As @jbriggs444 suggested, subtract equation (3) from (4) to get
$f\sin^2\!\theta+f\cos^2\!\theta=W\sin\!\theta~\implies f=W\sin\!\theta$
Finally, put this value for $f$ in either (1) or (2) to get $F_N=W\cos\!\theta$,

You have been unable to get a reasonable answer. Why? My answer to that is that you have not yet acquired the single good habit that would limit algebraic and arithmetic mistakes and round off errors while simultaneously making it easy to troubleshoot your workings in case there is an actual mistake. That good habit is not substituting numbers until the very end.

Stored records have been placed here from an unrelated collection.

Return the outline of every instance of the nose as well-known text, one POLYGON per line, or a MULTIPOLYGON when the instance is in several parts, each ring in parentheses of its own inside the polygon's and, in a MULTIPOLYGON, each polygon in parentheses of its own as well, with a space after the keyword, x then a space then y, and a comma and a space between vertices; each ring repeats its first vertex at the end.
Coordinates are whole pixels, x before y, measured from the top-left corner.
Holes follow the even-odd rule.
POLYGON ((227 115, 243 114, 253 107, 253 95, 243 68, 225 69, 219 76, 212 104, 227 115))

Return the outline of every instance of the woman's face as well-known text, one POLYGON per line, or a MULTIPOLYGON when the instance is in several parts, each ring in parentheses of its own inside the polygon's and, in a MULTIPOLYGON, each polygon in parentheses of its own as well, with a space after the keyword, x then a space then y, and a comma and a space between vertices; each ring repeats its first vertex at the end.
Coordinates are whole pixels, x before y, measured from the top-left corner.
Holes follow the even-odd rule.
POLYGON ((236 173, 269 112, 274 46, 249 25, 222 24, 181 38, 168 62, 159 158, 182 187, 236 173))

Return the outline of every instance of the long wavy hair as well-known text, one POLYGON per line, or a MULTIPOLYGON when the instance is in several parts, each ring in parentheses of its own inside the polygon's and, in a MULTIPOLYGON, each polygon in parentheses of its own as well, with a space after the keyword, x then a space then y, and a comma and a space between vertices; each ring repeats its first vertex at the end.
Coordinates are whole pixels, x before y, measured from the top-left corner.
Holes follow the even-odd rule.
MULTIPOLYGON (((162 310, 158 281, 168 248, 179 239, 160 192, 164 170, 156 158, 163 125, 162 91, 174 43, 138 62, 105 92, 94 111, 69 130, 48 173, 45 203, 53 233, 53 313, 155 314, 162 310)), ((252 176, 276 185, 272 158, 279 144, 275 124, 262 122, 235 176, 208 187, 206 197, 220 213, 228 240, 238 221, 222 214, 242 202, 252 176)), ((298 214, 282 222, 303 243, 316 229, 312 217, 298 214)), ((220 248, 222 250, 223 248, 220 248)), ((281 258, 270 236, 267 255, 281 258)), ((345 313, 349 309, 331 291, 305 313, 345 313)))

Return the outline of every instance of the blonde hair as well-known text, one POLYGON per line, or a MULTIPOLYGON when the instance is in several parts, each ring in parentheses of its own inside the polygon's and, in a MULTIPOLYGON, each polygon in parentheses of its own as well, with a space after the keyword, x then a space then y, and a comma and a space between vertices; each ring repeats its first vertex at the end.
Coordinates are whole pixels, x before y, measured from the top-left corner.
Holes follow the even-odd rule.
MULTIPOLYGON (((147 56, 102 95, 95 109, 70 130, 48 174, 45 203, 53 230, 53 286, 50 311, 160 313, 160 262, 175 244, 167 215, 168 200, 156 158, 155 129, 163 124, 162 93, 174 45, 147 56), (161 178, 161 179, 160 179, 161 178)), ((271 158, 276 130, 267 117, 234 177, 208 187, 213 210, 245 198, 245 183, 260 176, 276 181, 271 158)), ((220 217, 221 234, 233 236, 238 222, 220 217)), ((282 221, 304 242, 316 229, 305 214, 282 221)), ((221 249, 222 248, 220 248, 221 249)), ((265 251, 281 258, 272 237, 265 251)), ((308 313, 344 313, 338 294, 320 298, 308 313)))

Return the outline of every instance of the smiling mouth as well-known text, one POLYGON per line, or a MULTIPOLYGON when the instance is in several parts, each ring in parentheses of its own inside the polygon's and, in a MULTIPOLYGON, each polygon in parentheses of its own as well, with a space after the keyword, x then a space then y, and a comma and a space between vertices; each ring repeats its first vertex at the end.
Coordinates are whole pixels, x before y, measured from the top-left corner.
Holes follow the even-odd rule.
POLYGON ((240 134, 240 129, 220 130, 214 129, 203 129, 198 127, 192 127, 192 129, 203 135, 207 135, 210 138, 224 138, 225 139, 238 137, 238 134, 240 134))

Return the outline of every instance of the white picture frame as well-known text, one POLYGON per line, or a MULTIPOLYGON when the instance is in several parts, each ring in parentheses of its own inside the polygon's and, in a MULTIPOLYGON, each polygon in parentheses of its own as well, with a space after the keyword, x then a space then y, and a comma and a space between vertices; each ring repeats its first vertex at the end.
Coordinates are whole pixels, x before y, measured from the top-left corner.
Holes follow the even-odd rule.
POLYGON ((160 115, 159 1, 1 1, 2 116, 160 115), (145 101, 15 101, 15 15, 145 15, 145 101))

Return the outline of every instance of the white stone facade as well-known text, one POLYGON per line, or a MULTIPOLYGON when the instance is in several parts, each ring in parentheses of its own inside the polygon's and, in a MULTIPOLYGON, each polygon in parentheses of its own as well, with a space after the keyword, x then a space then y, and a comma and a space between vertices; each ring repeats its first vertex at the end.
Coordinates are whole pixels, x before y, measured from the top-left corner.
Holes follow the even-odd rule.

What happened here? Not only you substituted numbers, but also you made things worse by mixing values of angles, using both 12° and 78°. I am sure you know that cos12° = sin78° but I am not sure that you would recognize on sight that (cos12°/sin78°) and (cos²12° + sin²78°) are both equal to 1.

I hope I have convinced you that your insistence on substituting numbers early on is actually a barrier to your ability to work out physics problems and a waste of your time. Using symbols instead of numbers makes it easier to be correct the first time around. I know that you been told that before, but here you have proof, three unsuccessful attempts at a solution, that your insistence on doing it your way does not work as well as you would want.